One of the beautiful things about the various phones and tablets that currently fill the market is that no matter what you’re looking for, there’s a product that is catering to you. From the fantastic price point of the Kindle Fire to the cache value of the iPhone 6, every device does something great. The niche that the Samsung Galaxy Note 4 can capitalize on, according to PC World , is the accuracy of its color depictions.
Raymond Soneira at DisplayMate Technologies Corporation looked at a variety of devices, including the Samsung Galaxy Note 4, which are generally known within the industry for having great displays, and compared them to determine which had the most accurate color representations.
Everyone has had the experience, after all, of walking into a store where TVs are sold and seeing that every single TV is showing different colors, sometimes very different, even though they all are showing the same video. According to Soneira, this is because all devices depend on visual calibration at some point in their production.
It may seem like color accuracy isn’t important if your Samsung Galaxy Note isn’t next to an iPhone, a Kindle Fire, and a Samsung Galaxy Tab, just so you can compare them against each other. But if you’ve ever shopped online, chosen a product based on color, and had something you didn’t recognize turn up on your doorstep, you know that the accuracy of colors can be very important.

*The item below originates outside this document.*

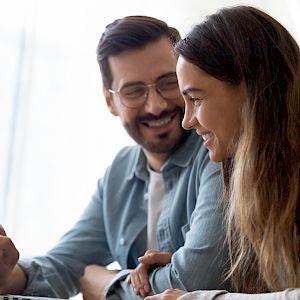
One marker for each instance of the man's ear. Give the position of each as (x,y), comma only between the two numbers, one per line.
(109,101)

With more and more people using their Samsung Galaxy Notes as cameras, as often if not more often than phones, it’s even more important that we see colors accurately.
Take a look at the results at DisplayMate to see Soneira’s full methodology. For the short version, keep reading.
Soneira tested last year’s Kindle Fire HDX 8.9? (the 2014 model, he notes, wasn’t available at the time of testing), the Apple iPad Air 2, the Apple iPhone Plus, the Microsoft Surface Pro 3, the Samsung Galaxy Note 4, and the Samsung Galaxy Tab S 10.5.
His results were crystal clear; the Samsung Galaxy Note 4 handily beat the competition in all of the categories he investigated. He did note that the Apple devices did well with red and yellow tones (skin tones and bright colors), but lost huge points for how they presented blues and whites. Blues in particular aren’t as much of a problem as reds; our eyes have a harder time noticing differences in blues.
One pleasing detail of the study:
We measured the skin color for a wide selection of people of all races and ethnic groups in our photo library using a spectroradiometer and a very accurately calibrated display. [emphasis is the author’s]
Lots of tech tends to calibrate the display to properly show skin tones of the most commonly found ethnic groups in the region where the device will be sold. The fact that this study looked at all skin tones helps to assure that it’s as unbiased as is reasonable.
When you look for your next phone, will you be looking for a Samsung Galaxy Note 4? What’s the most important part of your phone?